Não é sempre, mas em alguns momentos escuto o silêncio e me volto para trás. Neste instante, a coisa não é diferente. Resolvi dar um pulo e espiar com um pouco mais de afinco as culpas do passado. Nesse olhar, voltei aos 16, flor da idade — tempo em que tudo é, de fato, o que é, e os sonhos… ah, esses são espetaculares; por mais que não se tenha nada, ainda se sonha com alguma coisa.
Foi uma época em que o horizonte se desenhava como magnífico. O céu, o distante — tudo parecia possível de tocar. Não havia limites; o limite era somente a imaginação. Minha vida foi rodeada de amigos sinceros, cujo único interesse era o que comungava com os meus: descobrir a vida.
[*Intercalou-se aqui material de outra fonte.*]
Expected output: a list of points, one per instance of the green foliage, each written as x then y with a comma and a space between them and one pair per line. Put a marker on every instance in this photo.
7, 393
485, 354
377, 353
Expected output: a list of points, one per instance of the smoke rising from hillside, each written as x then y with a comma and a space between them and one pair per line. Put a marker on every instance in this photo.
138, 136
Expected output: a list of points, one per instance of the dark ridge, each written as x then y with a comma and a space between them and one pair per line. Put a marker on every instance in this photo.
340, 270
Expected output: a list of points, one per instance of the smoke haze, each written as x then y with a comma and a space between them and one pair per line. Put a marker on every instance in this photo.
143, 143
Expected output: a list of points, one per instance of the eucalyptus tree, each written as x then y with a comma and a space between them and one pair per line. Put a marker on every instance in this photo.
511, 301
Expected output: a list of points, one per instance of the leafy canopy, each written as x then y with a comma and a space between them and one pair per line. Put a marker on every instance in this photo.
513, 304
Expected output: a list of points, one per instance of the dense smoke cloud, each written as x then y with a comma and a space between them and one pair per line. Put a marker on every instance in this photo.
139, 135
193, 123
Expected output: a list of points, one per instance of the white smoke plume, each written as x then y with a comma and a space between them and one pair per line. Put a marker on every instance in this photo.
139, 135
Éramos soltos — terra quente, paraíso azul — e, por mais que alguns idiotas, sem entender o que de fato é a vida, misturem sua visão distorcida do mundo, atrelando a ela lugares mágicos como “atrasados” e tomando a pobreza financeira como um malgrado dos céus — minha gente, para uma criança, o verdadeiro tesouro é o amor que a vida, gratuitamente e de bom grado, lhe oferece. A vida de uma criança é magnífica.
Lembro de umas cenas interessantes que, junto com a coisa, traziam uma espécie de “fogo à prova”. A moça por quem eu nutria um certo carinho morava na capital. Ela aparecia na nossa cidade de tempos em tempos. Como é costume na vida, as coisas sempre se dão em ciclos. Seu pai era uma espécie de cabo político e, às vezes, precisava fazer algumas visitas — algo desse tipo. Eu era tímido e, como todo sujeito que teme aquilo que lhe é dado, nunca disse nada sobre os meus sentimentos por ela.
Como disse em outro lugar, “faz parte”. E como o passado só serve para vasculharmos em busca de alento, as coisas se dão como devem ser. Se decidirmos mudar algo, que seja pelas mãos do momento, em prol de algum futuro. Um dia antes da sua partida, conversamos — e digo: foram momentos em que o tempo, naquele instante, se incumbiu de fazer voar, como o vento. Quando terminou, fui para casa e lá pedi aos céus que permitissem mais uma noite — não nego, pedi com todas as minhas forças. E, por incrível que pareça, no outro dia o carro do pai dela deu problema. Ficaram mais um dia. [risos] São momentos como esse que sempre dizem mais — de que há, sim, mais do que um céu sobre nossas cabeças.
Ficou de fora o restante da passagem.